Feldtag in Brünnstadt
Zwischenfrüchte nehmen Nährstoffe auf

Wasserberater Schubert und Landwirt Ruß

Am Verbindungsweg von Brünnstadt nach Frankenwinheim informierten sich im November 2021 Landwirte bei einer Felderbegehung zum Zwischenfruchtanbau.

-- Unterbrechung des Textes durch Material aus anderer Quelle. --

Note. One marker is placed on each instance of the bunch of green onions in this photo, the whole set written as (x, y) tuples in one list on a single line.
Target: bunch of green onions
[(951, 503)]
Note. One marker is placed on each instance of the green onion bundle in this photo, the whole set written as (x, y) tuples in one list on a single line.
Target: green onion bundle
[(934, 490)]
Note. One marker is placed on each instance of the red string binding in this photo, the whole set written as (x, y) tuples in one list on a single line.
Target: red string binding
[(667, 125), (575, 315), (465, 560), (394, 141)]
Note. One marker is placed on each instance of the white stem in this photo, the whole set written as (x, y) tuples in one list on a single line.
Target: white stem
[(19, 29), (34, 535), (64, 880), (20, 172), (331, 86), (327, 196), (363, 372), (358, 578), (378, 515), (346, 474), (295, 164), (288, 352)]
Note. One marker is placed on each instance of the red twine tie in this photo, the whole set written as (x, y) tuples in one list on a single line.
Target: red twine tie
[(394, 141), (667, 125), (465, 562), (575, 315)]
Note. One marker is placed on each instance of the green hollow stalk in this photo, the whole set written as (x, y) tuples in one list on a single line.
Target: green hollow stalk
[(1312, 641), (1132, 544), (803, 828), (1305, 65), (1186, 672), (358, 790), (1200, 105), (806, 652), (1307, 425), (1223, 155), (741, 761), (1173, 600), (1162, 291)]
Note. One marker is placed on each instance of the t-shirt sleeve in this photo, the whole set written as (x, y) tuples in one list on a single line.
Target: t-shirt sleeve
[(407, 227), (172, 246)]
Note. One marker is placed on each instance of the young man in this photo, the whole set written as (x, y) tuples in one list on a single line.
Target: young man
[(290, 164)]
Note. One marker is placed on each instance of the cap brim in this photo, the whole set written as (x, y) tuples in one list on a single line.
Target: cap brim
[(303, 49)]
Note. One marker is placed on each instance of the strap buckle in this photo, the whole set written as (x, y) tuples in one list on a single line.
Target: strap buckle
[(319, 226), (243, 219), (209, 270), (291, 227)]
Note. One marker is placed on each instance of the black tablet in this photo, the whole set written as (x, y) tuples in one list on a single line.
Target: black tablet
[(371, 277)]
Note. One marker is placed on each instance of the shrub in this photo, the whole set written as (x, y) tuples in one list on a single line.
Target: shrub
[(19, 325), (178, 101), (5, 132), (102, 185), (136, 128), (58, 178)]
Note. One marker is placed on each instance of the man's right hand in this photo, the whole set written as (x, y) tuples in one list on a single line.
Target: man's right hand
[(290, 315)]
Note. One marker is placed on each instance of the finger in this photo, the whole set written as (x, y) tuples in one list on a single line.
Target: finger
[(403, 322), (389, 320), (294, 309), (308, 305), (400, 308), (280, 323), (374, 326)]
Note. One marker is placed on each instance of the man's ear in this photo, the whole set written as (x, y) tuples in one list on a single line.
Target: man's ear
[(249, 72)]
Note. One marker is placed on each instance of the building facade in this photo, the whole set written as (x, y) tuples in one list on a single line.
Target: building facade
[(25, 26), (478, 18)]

Landwirt und VLF-Vorsitzender Mathias Ruß legte hier im August mit Wasserberater Rainer Schubert vom AELF Schweinfurt Demonstrationsparzellen mit Zwischenfruchtmischungen an. Der neue Aufwuchs nimmt die Nährstoffe, die nach Ernte der Hauptfrucht im Boden sind auf und bindet diese. Neben leichtabfrierenden Varianten (wie z.B. Ramtillkraut, Buchweizen, Senf Phacelia) stehen auch winterharte Mischungen mit Rübsen, Raps, und Ölrettich in den Parzellen.

Zwischenfrüchte

Zwischenfrüchte werden nach der Getreideernte Ende August ausgesät. Dadurch werden die Nährstoffe in der Pflanze und in der oberen Bodenschicht gebunden und in der vegetationslosen Zeit nicht in tiefere Schichten verlagert. Das fördert auch die Artenvielfalt und Biodiversität. Das Bodenleben hat durch die abgestorbenen Pflanzenreste einen reich gedeckten Tisch.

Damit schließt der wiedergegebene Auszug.